Bild: Klimacamp in Pödelwitz: Die Protestler*innen haben neben ihren Zelten mi…
Pödelwitz taz | Ein Banner begrüßt alle Neuankommenden. „Klimacamp
Leipziger Land“ steht dort braunrot auf weiß. In dem sonst beinahe
verlassenen sächsischen Dorf Pödelwitz herrscht in dieser Woche Leben. Ein
buntes Leben: blaue, grüne, weiße Zelte zwischen leerstehenden Häusern,
selbstgezimmerte Komposttoiletten, solarbetriebene Duschen mit recycelten
Vorhängen aus alten Werbebannern, Holz- und Pappschilder mit Sprüchen wie
„Bagger mich nicht an“ oder „Zukunft statt Braunkohle“:
Die meisten Bewohner*innen haben ihre Häuser an den Mitteldeutschen
Braunkohlekonzern Mibrag verkauft. Obwohl die Kohle unter Pödelwitz wohl im
Boden bleiben muss, soll das 700 Jahre alte Dorf am Rande des Tagebaus
Vereinigte Schleenhain abgebaggert werden. Nur knapp 30 Menschen wohnen
hier noch. Aber die wollen auch hier bleiben.
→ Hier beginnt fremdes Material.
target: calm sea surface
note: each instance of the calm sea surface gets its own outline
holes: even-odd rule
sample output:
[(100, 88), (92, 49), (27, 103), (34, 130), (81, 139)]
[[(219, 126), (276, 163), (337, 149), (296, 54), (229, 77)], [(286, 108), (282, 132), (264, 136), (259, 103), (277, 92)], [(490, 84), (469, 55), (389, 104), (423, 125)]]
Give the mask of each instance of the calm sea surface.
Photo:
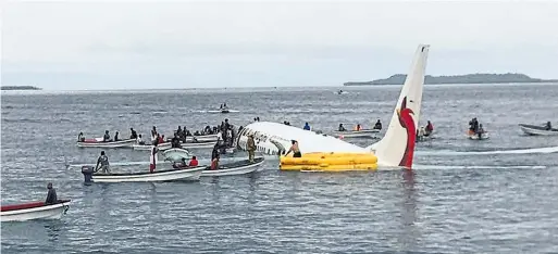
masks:
[[(266, 157), (250, 176), (84, 186), (64, 166), (95, 163), (100, 152), (76, 148), (79, 131), (125, 137), (157, 125), (169, 136), (178, 125), (257, 116), (324, 131), (376, 118), (387, 126), (400, 87), (336, 89), (2, 92), (2, 204), (44, 200), (48, 181), (73, 203), (60, 220), (2, 224), (1, 252), (558, 252), (558, 137), (518, 127), (558, 126), (557, 85), (426, 86), (421, 124), (432, 120), (436, 139), (419, 144), (413, 172), (283, 173)], [(240, 112), (207, 113), (223, 102)], [(489, 140), (464, 138), (472, 117)], [(148, 161), (146, 151), (107, 152), (112, 163)]]

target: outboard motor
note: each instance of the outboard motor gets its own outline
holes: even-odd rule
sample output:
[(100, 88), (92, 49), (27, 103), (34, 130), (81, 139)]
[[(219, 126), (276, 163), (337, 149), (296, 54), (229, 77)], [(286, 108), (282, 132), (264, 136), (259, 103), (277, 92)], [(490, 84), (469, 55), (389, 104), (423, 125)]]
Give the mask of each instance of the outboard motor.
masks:
[(92, 182), (92, 174), (95, 173), (95, 168), (92, 166), (83, 166), (82, 174), (84, 174), (84, 181), (86, 185), (90, 185)]

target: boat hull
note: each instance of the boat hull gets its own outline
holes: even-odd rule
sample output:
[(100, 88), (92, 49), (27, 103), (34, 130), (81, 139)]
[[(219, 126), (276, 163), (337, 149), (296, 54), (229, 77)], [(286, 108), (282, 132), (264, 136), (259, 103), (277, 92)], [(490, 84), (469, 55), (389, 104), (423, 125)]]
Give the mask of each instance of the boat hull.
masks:
[[(36, 202), (37, 204), (44, 204), (44, 202)], [(61, 201), (58, 204), (40, 205), (37, 207), (12, 209), (0, 212), (0, 221), (25, 221), (33, 219), (60, 219), (63, 214), (70, 207), (70, 200)], [(17, 206), (17, 205), (13, 205)], [(2, 209), (7, 206), (2, 206)]]
[(263, 164), (263, 157), (255, 158), (255, 163), (248, 163), (248, 160), (233, 164), (225, 164), (224, 167), (215, 170), (206, 169), (201, 173), (202, 177), (218, 177), (218, 176), (237, 176), (250, 174), (258, 170), (258, 167)]
[(125, 139), (115, 142), (77, 142), (78, 148), (132, 148), (136, 142), (135, 139)]
[(343, 138), (367, 138), (374, 137), (380, 132), (377, 129), (363, 129), (363, 130), (348, 130), (348, 131), (333, 131), (333, 136)]
[(135, 174), (94, 174), (92, 182), (147, 182), (147, 181), (197, 181), (201, 172), (206, 167), (166, 169), (154, 173), (135, 173)]
[(545, 127), (536, 126), (536, 125), (523, 125), (520, 124), (519, 128), (526, 135), (532, 136), (558, 136), (558, 129), (547, 130)]

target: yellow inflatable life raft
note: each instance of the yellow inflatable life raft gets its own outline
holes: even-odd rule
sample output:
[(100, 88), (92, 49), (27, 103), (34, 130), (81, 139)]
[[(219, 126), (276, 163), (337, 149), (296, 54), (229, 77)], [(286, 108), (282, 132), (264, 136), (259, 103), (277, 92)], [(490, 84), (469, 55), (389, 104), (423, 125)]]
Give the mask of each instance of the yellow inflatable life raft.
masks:
[(372, 153), (305, 153), (302, 157), (281, 156), (282, 170), (352, 172), (377, 169)]

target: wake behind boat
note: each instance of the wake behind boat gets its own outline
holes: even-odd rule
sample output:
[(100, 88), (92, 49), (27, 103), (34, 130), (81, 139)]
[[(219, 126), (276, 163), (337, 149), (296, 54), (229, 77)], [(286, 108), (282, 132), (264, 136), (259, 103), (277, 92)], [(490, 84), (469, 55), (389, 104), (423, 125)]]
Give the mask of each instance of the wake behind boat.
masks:
[(199, 180), (204, 166), (193, 168), (172, 168), (164, 170), (119, 173), (119, 174), (95, 174), (94, 167), (82, 167), (85, 182), (146, 182), (146, 181), (174, 181), (174, 180)]
[(78, 141), (78, 148), (132, 148), (136, 142), (135, 139), (124, 139), (119, 141), (102, 141), (102, 138), (85, 139)]
[(207, 167), (202, 173), (202, 177), (215, 177), (215, 176), (236, 176), (256, 172), (258, 167), (263, 164), (263, 157), (257, 157), (253, 163), (248, 160), (223, 164), (218, 169), (210, 169)]
[(71, 200), (59, 200), (54, 204), (44, 201), (2, 205), (0, 221), (24, 221), (32, 219), (59, 219), (70, 207)]
[(558, 136), (558, 129), (551, 128), (548, 123), (546, 126), (520, 124), (519, 128), (526, 135), (532, 136)]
Deshalb haben sie zum zweiten Mal das Klimacamp Leipziger Land zu sich
eingeladen. Die Pödelwitzer*innen stellen ihre Gärten zum Campen zur
Verfügung, auf dem kleinen Marktplatz werden Crêpes verkauft und auf einer
an das Dorf angrenzenden Wiese sind große Zelte für Workshops und Vorträge
aufgebaut. Hunderte Klimaaktivist*innen sind gekommen, im Lauf der Woche
sollen es um die 1.000 werden.
Jens Hausner ist einer der wenigen Menschen, die noch ständig in Pödelwitz
wohnen. Er ist auf dem Klimacamp unterwegs, besucht Plena, hält Vorträge.
„Der Kohlekonzern Mibrag hat 2008/2009 im Dorf Angst vor Lärm und Staub
verbreitet und damit erreicht, dass sich viele Pödelwitzer*innen mit guten
Angeboten haben rauskaufen lassen“, sagt er.
## Nicht länger im stillen Kämmerlein sitzen
Für Hausner selbst war von Anfang an klar, dass er seine Heimat nicht
aufgeben will. Gemeinsam mit anderen Dorfbewohner*innen hat er sich im
Bündnis „Pro Pödelwitz“ organisiert. Sie haben sich an die Politik
gewendet, mit anderen Bündnissen und Initiativen solidarisiert, Klagen
eingereicht. Besonders viel Kraft stecken sie in die Öffentlichkeitsarbeit:
Sie gehen in Schulen und berichten dort über den Braunkohleabbau und die
Auseinandersetzung, „Pro Pödelwitz“ bietet Informationsveranstaltungen zum
Ort an.
Das sei ziemlich viel Arbeit, aber notwendig meint Hausner. Es stimme
schon: „Wir haben diesen Planeten nur von den nachfolgenden Generationen
geborgt.“ Ihm selbst war die Natur und ihr Schutz schon früh wichtig,
deshalb sei er auch Landwirt geworden.
Stark politisiert hätten sich die meisten Pödelwitzer*innen aber erst mit
der Drohung des Braunkohlekonzerns, dass das Dorf weichen müsse. „Man kann
sich nicht ins stille Kämmerlein setzten und schimpfen. Jeder hat die
Möglichkeit, aktiv mitzugestalten – und das mache ich“, sagt Hausner. Seit
2014 ist er parteipolitisch aktiv und sitzt für die Grünen im Stadtrat.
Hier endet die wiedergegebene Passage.